이 항목은 `문서/데이터베이스` 카테고리에 배치했습니다. 실제 운영에서는 Hermes가 뉴스 후보를 수집한 뒤, 제목·요약·출처·태그·관련 내부 문서를 함께 정리하는 방식으로 확장할 수 있습니다. 지금은 화면 확인을 위해 의도적으로 본문을 어느 정도 길게 구성했습니다.

## 왜 볼 만한가

첫째, 이 소식은 단순한 제품 발표나 링크 모음으로 끝나지 않고 개발자 경험, 인프라 운영, 보안 정책, 클라우드 비용, AI 도구 활용 방식 중 하나와 연결될 가능성이 있습니다. 기술 뉴스 사이트를 운영할 때 중요한 점은 “무슨 일이 있었다”보다 “내 운영 환경이나 학습 경로에 어떤 의미가 있는가”를 정리하는 것입니다.

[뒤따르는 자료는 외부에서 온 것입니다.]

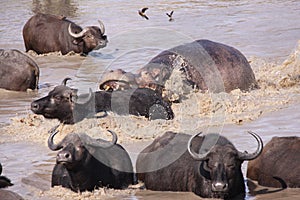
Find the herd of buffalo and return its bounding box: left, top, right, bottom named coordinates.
left=0, top=13, right=300, bottom=199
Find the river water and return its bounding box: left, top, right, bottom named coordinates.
left=0, top=0, right=300, bottom=200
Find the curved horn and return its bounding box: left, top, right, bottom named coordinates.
left=48, top=124, right=62, bottom=151
left=98, top=20, right=105, bottom=35
left=61, top=78, right=72, bottom=85
left=187, top=132, right=209, bottom=160
left=238, top=131, right=263, bottom=160
left=68, top=23, right=89, bottom=38
left=84, top=130, right=118, bottom=148
left=99, top=79, right=132, bottom=90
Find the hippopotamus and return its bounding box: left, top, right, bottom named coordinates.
left=100, top=40, right=258, bottom=93
left=0, top=49, right=40, bottom=91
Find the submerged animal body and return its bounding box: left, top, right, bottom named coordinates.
left=100, top=40, right=257, bottom=93
left=31, top=78, right=174, bottom=124
left=23, top=13, right=107, bottom=55
left=48, top=125, right=134, bottom=192
left=136, top=132, right=263, bottom=199
left=140, top=40, right=257, bottom=92
left=247, top=136, right=300, bottom=188
left=0, top=49, right=40, bottom=91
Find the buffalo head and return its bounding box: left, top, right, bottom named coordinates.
left=48, top=126, right=118, bottom=170
left=31, top=78, right=94, bottom=124
left=68, top=20, right=107, bottom=53
left=188, top=132, right=263, bottom=198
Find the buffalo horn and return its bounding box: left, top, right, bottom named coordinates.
left=98, top=20, right=105, bottom=35
left=61, top=78, right=72, bottom=85
left=76, top=88, right=93, bottom=105
left=238, top=131, right=263, bottom=160
left=188, top=132, right=209, bottom=160
left=84, top=130, right=118, bottom=148
left=68, top=24, right=89, bottom=38
left=48, top=124, right=62, bottom=151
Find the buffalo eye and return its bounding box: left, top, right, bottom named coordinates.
left=207, top=160, right=215, bottom=169
left=54, top=96, right=62, bottom=101
left=227, top=164, right=235, bottom=170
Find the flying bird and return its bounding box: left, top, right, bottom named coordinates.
left=138, top=8, right=149, bottom=20
left=166, top=10, right=174, bottom=22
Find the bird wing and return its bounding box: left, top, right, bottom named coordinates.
left=142, top=8, right=148, bottom=12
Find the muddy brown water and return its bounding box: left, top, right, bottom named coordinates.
left=0, top=0, right=300, bottom=200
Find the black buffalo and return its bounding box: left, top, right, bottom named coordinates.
left=0, top=163, right=23, bottom=200
left=31, top=79, right=174, bottom=124
left=23, top=13, right=107, bottom=55
left=48, top=124, right=134, bottom=192
left=0, top=163, right=13, bottom=188
left=247, top=136, right=300, bottom=188
left=0, top=49, right=40, bottom=91
left=136, top=132, right=263, bottom=198
left=100, top=40, right=257, bottom=95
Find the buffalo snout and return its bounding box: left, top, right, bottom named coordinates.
left=212, top=182, right=228, bottom=192
left=31, top=101, right=40, bottom=114
left=56, top=150, right=72, bottom=163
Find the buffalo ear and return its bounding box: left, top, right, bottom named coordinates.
left=70, top=89, right=78, bottom=102
left=72, top=38, right=82, bottom=45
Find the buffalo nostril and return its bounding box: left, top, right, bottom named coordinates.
left=212, top=182, right=228, bottom=192
left=31, top=102, right=40, bottom=112
left=65, top=153, right=70, bottom=159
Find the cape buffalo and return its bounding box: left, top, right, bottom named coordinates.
left=136, top=132, right=263, bottom=198
left=48, top=124, right=134, bottom=192
left=0, top=163, right=13, bottom=188
left=247, top=137, right=300, bottom=188
left=23, top=13, right=107, bottom=55
left=0, top=163, right=23, bottom=200
left=31, top=79, right=174, bottom=124
left=100, top=40, right=257, bottom=95
left=0, top=49, right=40, bottom=91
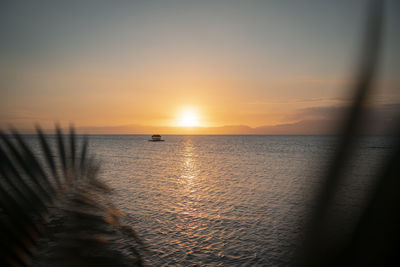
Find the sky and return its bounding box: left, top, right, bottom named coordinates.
left=0, top=0, right=400, bottom=134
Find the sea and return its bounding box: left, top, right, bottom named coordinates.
left=25, top=135, right=391, bottom=266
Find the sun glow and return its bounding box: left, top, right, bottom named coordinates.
left=177, top=108, right=201, bottom=127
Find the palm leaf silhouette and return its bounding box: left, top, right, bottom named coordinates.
left=297, top=0, right=400, bottom=267
left=0, top=127, right=145, bottom=266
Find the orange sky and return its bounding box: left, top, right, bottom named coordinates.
left=0, top=1, right=400, bottom=134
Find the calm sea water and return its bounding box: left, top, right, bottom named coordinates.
left=26, top=135, right=389, bottom=266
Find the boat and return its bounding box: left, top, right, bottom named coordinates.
left=149, top=134, right=164, bottom=142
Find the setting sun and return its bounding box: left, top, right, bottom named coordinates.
left=178, top=109, right=200, bottom=127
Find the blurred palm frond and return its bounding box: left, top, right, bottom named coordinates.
left=0, top=127, right=146, bottom=266
left=297, top=0, right=400, bottom=267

둘째, 이 문서는 카테고리와 태그가 실제 화면에서 어떻게 보이는지 확인하기 위한 샘플입니다. 좌측 문서 트리에는 디렉토리 구조가 그대로 나타나고, 홈 화면의 최신 문서 카드에는 제목과 설명이 표시됩니다. 검색 페이지에서는 제목, 요약, 본문 일부가 SQLite FTS5 인덱스에 들어가므로 실제 검색 결과의 밀도도 확인할 수 있습니다.

## 운영자 관점의 해설

Hermes 기반 자동 게시 시스템에서는 이런 글을 주기적으로 생성하되, 원문을 단순 번역하지 않는 것이 중요합니다. 원문 링크를 남기고, 한국어 독자가 바로 판단할 수 있도록 맥락과 적용 포인트를 붙이는 편이 좋습니다. 예를 들어 보안 관련 뉴스라면 “패치 여부”, “영향받는 구성”, “내 서버에서 확인할 명령”이 필요하고, AI 도구 뉴스라면 “실제 워크플로우 변화”, “비용 구조”, “자동화 가능성”을 정리하는 것이 유용합니다.

## 사이트 레이아웃 확인 포인트

- 긴 제목이 카드와 본문에서 줄바꿈될 때 어색하지 않은지 확인합니다.
- 태그가 많을 때 좌측 사이드바와 문서 헤더가 지나치게 복잡해지지 않는지 봅니다.
- 원문 링크가 본문 폭을 깨뜨리지 않는지 확인합니다.
- 우측 목차가 H2 섹션을 잘 잡는지 확인합니다.
- 모바일 화면에서 본문, 문서 트리, 검색창이 자연스럽게 접히는지 확인합니다.

## 후속으로 확장할 수 있는 글

이 뉴스가 중요하다고 판단되면 별도의 심층 문서로 확장할 수 있습니다. 예를 들어 `데이터베이스` 주제의 개념 정리, 실습 가이드, 운영 체크리스트, 관련 도구 비교 문서로 이어갈 수 있습니다. 장기적으로는 이런 뉴스성 문서가 쌓이고, 그중 일부가 책이나 지식베이스 챕터로 승격되는 흐름을 만들 수 있습니다.